You’ll want to implement an objective rating system for defects. A common technique is to rate defects by severity using a 4-point scale, like this:

  • Severity 1 (Sev1): system outage—the product is not working
  • Sev2: critical functionality not working
  • Sev3: non-critical functionality not working
  • Sev4: not working as desired or enhancement request

The people in development and support should be clear on this rating system. One team spent 2 or 3 hours daily debating the severity of reported defects. This is really unproductive! Better to classify them as they come in and let the scale determine which will be addressed. This triage can typically be done by customer service and quality assurance without involving development or product management.

Major defects need to be fixed. These items go on top of the list, which means you’ll take a hit in team productivity. If a team has a history of finishing 10 stories each week, an influx of bugs will pull the team off new development and deploy them on bug fixes, so the team will finish fewer stories that week. If this continues, you’ll see your team’s historical productivity drop to 8 stories a week—or 5—because of defects and technical debt.

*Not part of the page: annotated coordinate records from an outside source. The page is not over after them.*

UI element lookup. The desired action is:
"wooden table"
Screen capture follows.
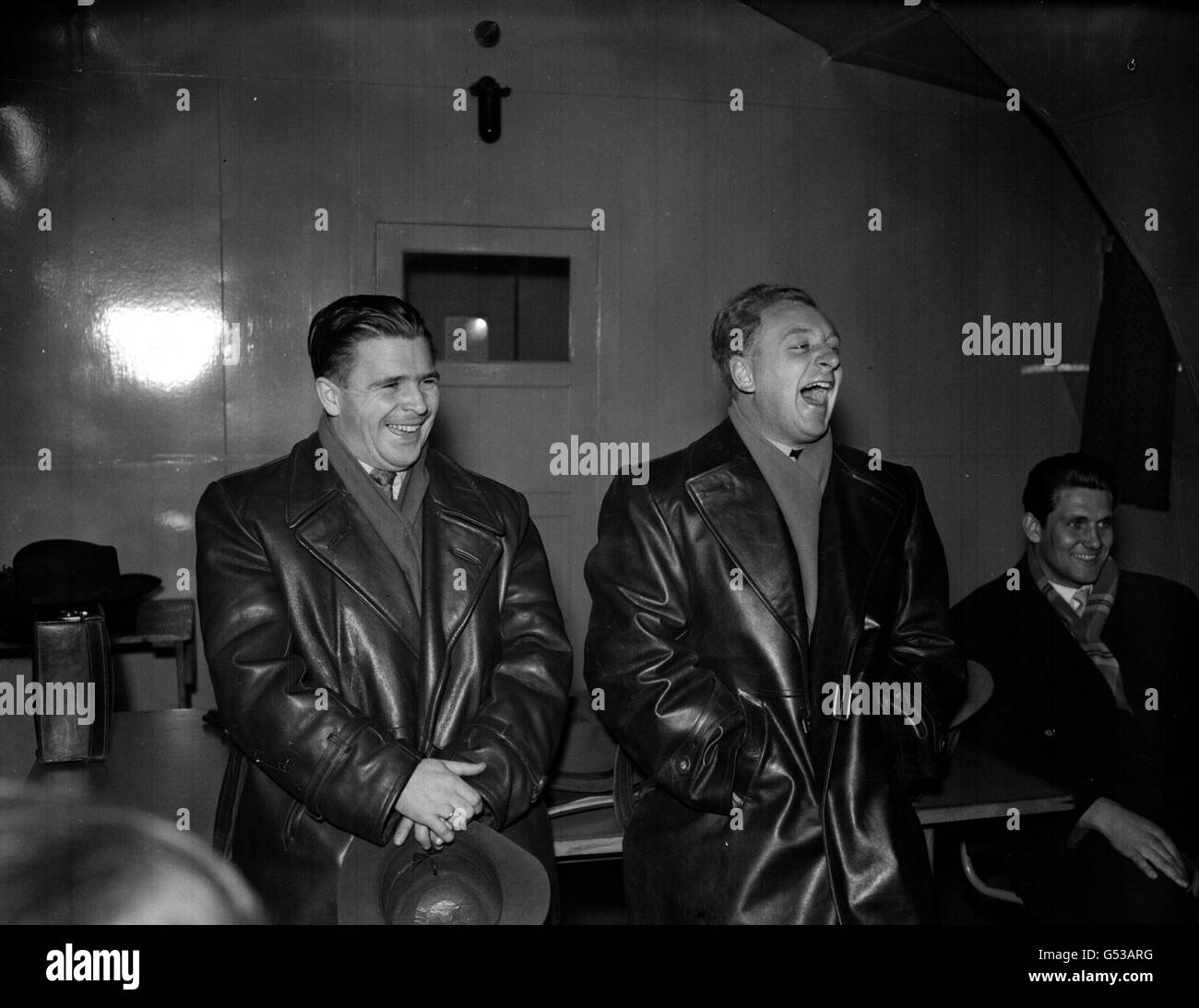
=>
[0,599,196,707]
[0,709,1074,860]
[0,709,228,844]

Generally a Sev1—system outage—must be fixed immediately. Sev2’s and Sev3’s can wait for a dev cycle; Sev4’s will be put into the queue for future consideration.

Consider a playbooking product. A customer wants to have a running total shown on the checkbook register. How would you rate this? It’s not a feature that is failing but a new request; therefore it’s a Sev4. Still, it’s a good idea so we’ll probably put it high up in our backlog but it’s not a showstopper.

Another example: a report doesn’t total correctly. Is that a Sev2 or a Sev3? In this case it depends on whether the report is critical or not. If it’s a critical daily report, then it’s a Sev2; if it’s a non-critical report than isn’t run often, it’s a Sev3.

Think of it another way. Do you need to stop development of new functionary to fix this? Does it affect your company operations? Does it affect the customer’s operations? Is it worth delaying the next release?

There will always be bugs. After all, your developers are human. They sometimes make mistakes. Our products are increasingly complex and it’s sometimes hard to see the impact a change might make elsewhere.

In the end, severity rating shouldn’t be a major weekly event. Use an objective system so the team is always focused on the most important work.